# 5.5: Joint Identification and Member Force Notation


Truss joints can be identified using alphabets or numbers, depending on the preference of the analyst. However, consistency must be maintained in the chosen way of identification to avoid confusion during analysis. A bar force can be represented by any letter ($$F$$ or $$N$$ or $$S$$), with two subscripts designating the member.

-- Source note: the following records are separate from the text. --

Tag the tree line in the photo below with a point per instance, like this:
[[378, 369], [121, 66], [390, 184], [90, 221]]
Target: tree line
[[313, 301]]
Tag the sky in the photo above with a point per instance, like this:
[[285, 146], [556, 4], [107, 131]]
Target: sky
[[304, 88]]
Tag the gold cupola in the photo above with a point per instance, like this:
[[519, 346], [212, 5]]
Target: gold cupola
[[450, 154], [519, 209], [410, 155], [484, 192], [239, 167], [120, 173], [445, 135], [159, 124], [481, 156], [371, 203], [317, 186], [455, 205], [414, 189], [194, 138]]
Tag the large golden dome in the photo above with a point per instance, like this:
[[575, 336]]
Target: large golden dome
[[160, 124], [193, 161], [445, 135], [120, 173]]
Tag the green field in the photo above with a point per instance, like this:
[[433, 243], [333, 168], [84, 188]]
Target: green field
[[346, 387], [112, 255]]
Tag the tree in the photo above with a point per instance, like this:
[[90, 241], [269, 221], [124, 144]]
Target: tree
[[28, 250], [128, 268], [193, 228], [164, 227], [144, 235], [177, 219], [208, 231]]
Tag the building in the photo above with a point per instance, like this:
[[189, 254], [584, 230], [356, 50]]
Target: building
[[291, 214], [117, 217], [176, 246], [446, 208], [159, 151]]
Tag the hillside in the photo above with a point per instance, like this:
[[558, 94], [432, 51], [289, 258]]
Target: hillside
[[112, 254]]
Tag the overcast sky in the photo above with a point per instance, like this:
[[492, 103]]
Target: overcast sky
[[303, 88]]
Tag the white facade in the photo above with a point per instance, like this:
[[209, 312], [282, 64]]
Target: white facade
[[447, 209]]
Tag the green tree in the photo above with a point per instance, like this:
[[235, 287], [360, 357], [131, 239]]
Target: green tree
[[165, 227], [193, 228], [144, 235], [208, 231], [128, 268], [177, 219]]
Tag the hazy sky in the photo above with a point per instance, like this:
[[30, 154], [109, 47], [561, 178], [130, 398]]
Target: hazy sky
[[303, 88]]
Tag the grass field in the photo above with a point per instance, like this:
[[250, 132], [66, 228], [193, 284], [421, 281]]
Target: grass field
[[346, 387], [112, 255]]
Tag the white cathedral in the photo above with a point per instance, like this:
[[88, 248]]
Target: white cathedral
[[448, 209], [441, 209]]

For example, the member force $$F_{AB}$$ in the truss shown in Figure 5.4 is the force in the member connecting joints $$A$$ and $$B$$.

$$Fig. 5.4$$. Joint identification ($$a$$) and bar force ($$b$$).

Example 5.1

Classify the trusses shown in Figure 5.5 through Figure 5.9 as stable, determinate, or indeterminate, and state the degree of indeterminacy when necessary.

$$Fig. 5.5$$. Truss.

$$r = 3$$, $$m = 9$$, $$j = 6$$. From equation 3.5, $$9 + 3 = 2(6)$$. Statically determinate.

$$Fig. 5.6$$. Truss.

$$r = 3$$, $$m = 10$$, $$j = 6$$. From equation 3.5, $$10 + 3 > 2(6)$$. Statically indeterminate to $$1^{\circ}$$.

$$Fig. 5.7$$. Truss.

$$r = 3$$, $$m = 9$$, $$j = 6$$. From equation 3.5, $$9 + 3 = 2(6)$$. Statically determinate.

$$Fig. 5.8$$. Truss.

$$r = 3$$, $$m = 24$$, $$j = 14$$. From equation 3.5, $$24 + 3 < 2(14)$$. Statically unstable.

$$Fig. 5.9$$. Truss.

$$r = 5$$, $$m = 11$$, $$j = 7$$. From equation 3.5, $$11 + 5 > 2(7)$$.

Statically indeterminate to the $$2^{\circ}$$.